Yes, 2 weeks after arriving home from our Utah visit we had to turn around and do it all over again. I felt like I just barely got back into our true family routine and then off we were again. Why? you ask. Kent's Grandma, the one the kids and I just had visited, passed away. She was 98 and ready to go, but it still is sad to know that she is not with us anymore. I'll do another post later about Kent's dear grandma, she really was a sweet woman and a pleasure to know.
So our trip was a bit different this time, as Kent was with us and we were part of a caravan with his siblings. So no stopping to visit with family and friends this time. That meant we shared an RV. Which I'm not so sure I like better than just a car, perks and drawbacks, and I think my car has won. We left Thursday night after the guys got home from work. Gorgeous screamed most of the way because she was so beyond tired and couldn't sleep in a moving vehicle. It was a LONG night drive with a 3 hour rest for adults/drivers. Then on to Utah were we arrived just in time for the viewing. Then there was cleaning and organizing Grandma's home (where we were staying). The next day another viewing, the funeral, the graveside burial, and a meal, then swimming and a movie for kids, cleaning for adults, sleep. And the next day was a drive home all day. Gorgeous did better but threw up once, and I felt like I would as we hit the windy Snoqualmie pass in the big RV.

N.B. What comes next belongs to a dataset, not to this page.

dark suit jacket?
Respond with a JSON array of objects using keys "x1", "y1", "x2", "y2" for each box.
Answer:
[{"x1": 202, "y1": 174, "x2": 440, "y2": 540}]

It was good to see more of that side of the family, although most of them I just know from stories and one or two meetings. It was sweet to be at the funeral and to know that Grandma's wishes were kept as no one was to talk about her and her accomplishments, all were to preach the gospel. And all obeyed her wishes and it was such a wonderful funeral!
I took my kids along of course, I know there are mix debates over this, but I want my kids to see and learn the gospel when it comes to death. And to not have to be faced with it suddenly with a tragic close family death. If it wasn't for Kent's other grandpa passing away before my father, my own dad's funeral would have been my first. So it was my second and it was still hard, especially since I was a grown woman and had practically no idea what to expect from a funeral.
It was so sweet at the viewing to have Handsome tell a family member "we are here to see Grandma's body." I knew the glove lesson had worked. And to have Gorgeous want to touch Grandma, which she did, she touched her hand. Which prompted an older cousin to do the same. and before they closed the casket Gorgeous said "Bye Bye, Grandma" as I had told her this was our chance to say good-bye even though it was just her body left. At the burial Handsome mentioned that he would save a flower petal that fell off of Kent's boutineer to give to Grandma when she came back in the resurrection. I know the concept of death is still an abstract one that they don't really grasp, but every experience and lesson counts in my opinion. So far at their young age my children have attended 2 funerals.
You ask about what if they are loud during the services? I agree, Gorgeous had to be taken out, where she immediately feel asleep on my lap (from not getting any sleep the day before in driving all night) So she slept on my lap as I listened to the services from the foyer. Handsome had his Sunday toys and knew he had to be even more quiet and reverent. It all went well, and I wouldn't have traded the learning experience for the convenience of not having them with us.